Wer ist eigentlich dieser Tisus?

09:40 by besserwisser

Vor ein paar Tagen bin ich, Annabell, nach Lund gefahren. Gründe für einen kleinen Ausflug in die ca. 160 km entfernte Stadt im Südwesten Skånes gibt es sicher viele. Für mich aber stand in erster Linie eines auf der Tagesordnung: Tisus. Einige mögen sich nun fragen: Oh, ein Date vielleicht? Wer ist denn dieser ominöse Tisus? Was beinahe wie ein männlicher Vorname klingt ist, und jetzt kommt für den ein oder anderen vielleicht der enttäuschende Part, ein Schwedischtest. Ein Date mit der schwedischen Sprache also, wenn man so will… 😉 TISUS steht nämlich für „Test i svenska för universitets- och hogskolestudier”. Als Fertigkeitstest wird, im Gegensatz zur expliziten Kenntnisprüfung, die Performanz in den Bereichen Lesen, Schreiben und Sprechen überprüft. Der Fokus liegt also vielmehr auf dem Anwenden der Sprache, als dass beispielsweise Grammatik abgefragt wird. TISUS richtet sich an alle, die eine ausländische Gymnasialausbildung abgeschlossen haben und in Schweden studieren möchten. Ob ich wirklich einmal in Schweden studieren werde, steht noch in den Sternen. Ein Zertifikat, das mir meine Schwedischkenntnisse bescheinigt, macht sich aber sicher auch ganz gut im Lebenslauf. Darum wollte ich die Chance nicht ungenutzt lassen und habe mich der TISUS-Herausforderung gestellt. Und das sah wie folgt aus:

Los ging es mit dem Leseverstehen, welches aus 2 Teilen bestand: Zunächst mussten innerhalb von 50 Minuten fünf verschiedene Texte gelesen werden, zu denen es dann unterschiedlich schwierige Multiple Choice-Fragen zu beantworten galt. Im Anschluss daran wurde das Schnelllesen getestet. Dafür bekamen wir einen – ja, doch recht langen – Text, den wir innerhalb von 25 Minuten querlesen sollten. Hier war das Ziel, inhaltliche Fragen kurz und knapp zu beantworten. Die Antworten mussten also innerhalb kürzester Zeit im Text gefunden werden. Wer hier flinke Augen hat, kann sich glücklich schätzen, denn 25 Minuten können ganz schön schnell vorbei sein.

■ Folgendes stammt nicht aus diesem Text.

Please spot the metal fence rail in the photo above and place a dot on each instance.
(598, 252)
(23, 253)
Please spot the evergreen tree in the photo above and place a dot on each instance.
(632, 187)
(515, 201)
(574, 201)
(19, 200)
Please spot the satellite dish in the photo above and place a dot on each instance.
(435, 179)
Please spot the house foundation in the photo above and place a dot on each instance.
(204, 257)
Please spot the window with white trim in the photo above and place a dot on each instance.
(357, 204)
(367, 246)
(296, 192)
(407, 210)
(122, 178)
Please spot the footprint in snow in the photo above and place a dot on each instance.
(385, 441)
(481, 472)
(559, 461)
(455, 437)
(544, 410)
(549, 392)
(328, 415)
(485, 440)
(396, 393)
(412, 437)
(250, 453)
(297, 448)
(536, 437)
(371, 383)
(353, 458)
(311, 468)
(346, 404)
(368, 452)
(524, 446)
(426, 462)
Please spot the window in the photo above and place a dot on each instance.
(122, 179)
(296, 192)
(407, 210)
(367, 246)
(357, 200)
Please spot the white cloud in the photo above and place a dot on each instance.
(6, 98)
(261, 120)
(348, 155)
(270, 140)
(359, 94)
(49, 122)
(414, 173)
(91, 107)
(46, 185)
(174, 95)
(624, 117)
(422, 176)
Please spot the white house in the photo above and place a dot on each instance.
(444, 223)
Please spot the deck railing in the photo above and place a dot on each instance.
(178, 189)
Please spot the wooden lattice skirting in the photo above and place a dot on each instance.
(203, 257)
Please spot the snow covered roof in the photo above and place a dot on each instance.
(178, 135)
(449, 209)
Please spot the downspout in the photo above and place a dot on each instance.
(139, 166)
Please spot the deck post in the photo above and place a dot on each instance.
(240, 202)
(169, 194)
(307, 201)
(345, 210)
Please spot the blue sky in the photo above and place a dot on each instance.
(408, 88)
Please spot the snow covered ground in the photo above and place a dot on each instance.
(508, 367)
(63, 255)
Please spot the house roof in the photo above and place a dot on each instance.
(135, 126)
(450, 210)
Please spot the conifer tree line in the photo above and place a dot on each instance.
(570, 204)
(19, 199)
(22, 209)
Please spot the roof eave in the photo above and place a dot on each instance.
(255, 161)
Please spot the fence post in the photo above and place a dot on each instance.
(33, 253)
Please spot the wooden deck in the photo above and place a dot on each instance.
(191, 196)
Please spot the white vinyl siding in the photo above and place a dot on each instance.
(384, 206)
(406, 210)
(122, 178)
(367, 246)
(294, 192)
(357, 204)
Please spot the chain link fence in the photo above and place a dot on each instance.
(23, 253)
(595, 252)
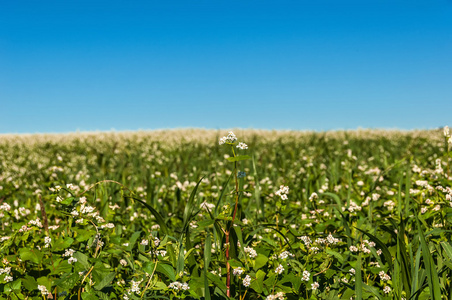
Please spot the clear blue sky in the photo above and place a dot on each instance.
(317, 64)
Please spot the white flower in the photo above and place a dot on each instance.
(306, 276)
(313, 196)
(68, 252)
(242, 146)
(47, 241)
(176, 285)
(279, 269)
(238, 271)
(43, 290)
(251, 252)
(71, 260)
(285, 254)
(247, 281)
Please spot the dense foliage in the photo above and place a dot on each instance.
(189, 214)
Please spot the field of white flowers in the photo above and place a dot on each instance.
(199, 214)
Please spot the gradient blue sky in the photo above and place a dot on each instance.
(318, 64)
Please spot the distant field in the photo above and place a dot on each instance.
(194, 214)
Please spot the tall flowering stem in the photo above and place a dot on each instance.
(231, 140)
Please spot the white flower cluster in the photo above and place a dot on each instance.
(306, 240)
(251, 252)
(36, 222)
(285, 254)
(315, 286)
(277, 296)
(70, 252)
(247, 281)
(447, 134)
(306, 276)
(313, 197)
(384, 276)
(279, 269)
(135, 287)
(176, 285)
(43, 290)
(238, 271)
(242, 146)
(5, 207)
(47, 241)
(207, 206)
(8, 276)
(283, 192)
(230, 138)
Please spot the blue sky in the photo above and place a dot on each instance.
(304, 65)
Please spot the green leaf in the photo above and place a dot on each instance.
(67, 201)
(105, 281)
(33, 255)
(358, 279)
(189, 207)
(337, 255)
(432, 274)
(29, 283)
(258, 283)
(68, 281)
(133, 239)
(239, 158)
(447, 249)
(156, 214)
(61, 244)
(260, 261)
(166, 270)
(89, 296)
(207, 253)
(82, 259)
(382, 246)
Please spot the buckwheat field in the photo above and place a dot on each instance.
(199, 214)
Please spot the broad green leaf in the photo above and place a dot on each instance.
(33, 255)
(106, 280)
(239, 158)
(82, 259)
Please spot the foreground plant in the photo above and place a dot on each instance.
(310, 216)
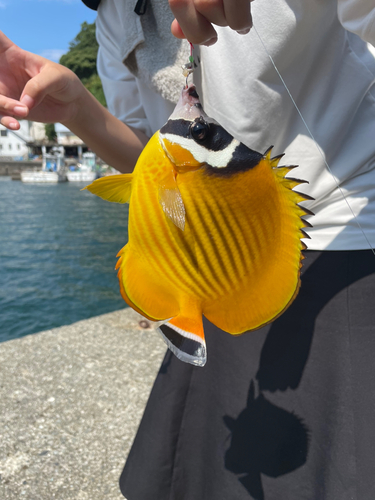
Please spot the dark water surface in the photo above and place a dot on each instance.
(58, 249)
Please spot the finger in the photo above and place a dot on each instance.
(5, 43)
(10, 106)
(238, 14)
(48, 81)
(191, 23)
(9, 122)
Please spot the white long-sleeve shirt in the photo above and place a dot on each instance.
(330, 73)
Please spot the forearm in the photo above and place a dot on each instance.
(112, 140)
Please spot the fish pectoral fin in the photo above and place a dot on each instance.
(115, 188)
(171, 201)
(185, 338)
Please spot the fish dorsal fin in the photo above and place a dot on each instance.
(171, 200)
(115, 188)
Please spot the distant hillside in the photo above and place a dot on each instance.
(81, 58)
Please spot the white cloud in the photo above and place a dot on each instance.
(52, 54)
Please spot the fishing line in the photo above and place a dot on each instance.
(315, 142)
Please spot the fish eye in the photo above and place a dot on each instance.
(199, 130)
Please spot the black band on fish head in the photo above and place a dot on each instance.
(199, 129)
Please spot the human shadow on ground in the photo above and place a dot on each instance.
(267, 439)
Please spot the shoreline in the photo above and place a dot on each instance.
(71, 400)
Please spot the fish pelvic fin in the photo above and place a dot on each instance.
(185, 338)
(114, 188)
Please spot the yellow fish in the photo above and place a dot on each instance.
(214, 229)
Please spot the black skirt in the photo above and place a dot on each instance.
(283, 413)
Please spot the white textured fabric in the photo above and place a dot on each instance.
(358, 16)
(330, 73)
(128, 98)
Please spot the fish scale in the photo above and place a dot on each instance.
(215, 229)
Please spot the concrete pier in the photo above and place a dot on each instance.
(70, 403)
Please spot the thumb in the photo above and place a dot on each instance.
(47, 82)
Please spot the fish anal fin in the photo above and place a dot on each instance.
(185, 338)
(115, 188)
(171, 201)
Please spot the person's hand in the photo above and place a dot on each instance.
(34, 87)
(194, 18)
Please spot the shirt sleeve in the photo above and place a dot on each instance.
(119, 85)
(358, 16)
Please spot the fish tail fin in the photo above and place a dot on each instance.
(115, 188)
(185, 338)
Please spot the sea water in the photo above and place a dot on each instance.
(58, 249)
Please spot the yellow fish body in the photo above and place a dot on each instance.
(214, 229)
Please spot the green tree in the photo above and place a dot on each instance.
(50, 132)
(81, 58)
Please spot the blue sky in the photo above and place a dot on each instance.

Nach dem Leseverstehen wurde uns eine kleine Pause gegönnt – 30 Minuten, um noch mal kurz Luft zu schnappen und neue Kräfte zu sammeln. Denn als nächstes ging es darum, einen argumentierenden Text zu schreiben. Unter Verwendung eines einsprachigen Wörterbuches und zu einem vorgegebenen Thema galt es nun, die eigenen Gedanken strukturiert und in „schlauem“ Schwedisch aufs Papier zu bringen. Aber auch das war schließlich nach intensiven 150 Minuten geschafft. Puh, Zeit für eine wohlverdiente Mittagspause und einen kleinen Spaziergang durch das idyllische Lund. Doch viel Zeit für einen Stadtrundgang blieb mir nicht, denn schon am Nachmittag ging es weiter mit dem letzten Teil des Testes, nämlich mit der mündlichen Prüfung.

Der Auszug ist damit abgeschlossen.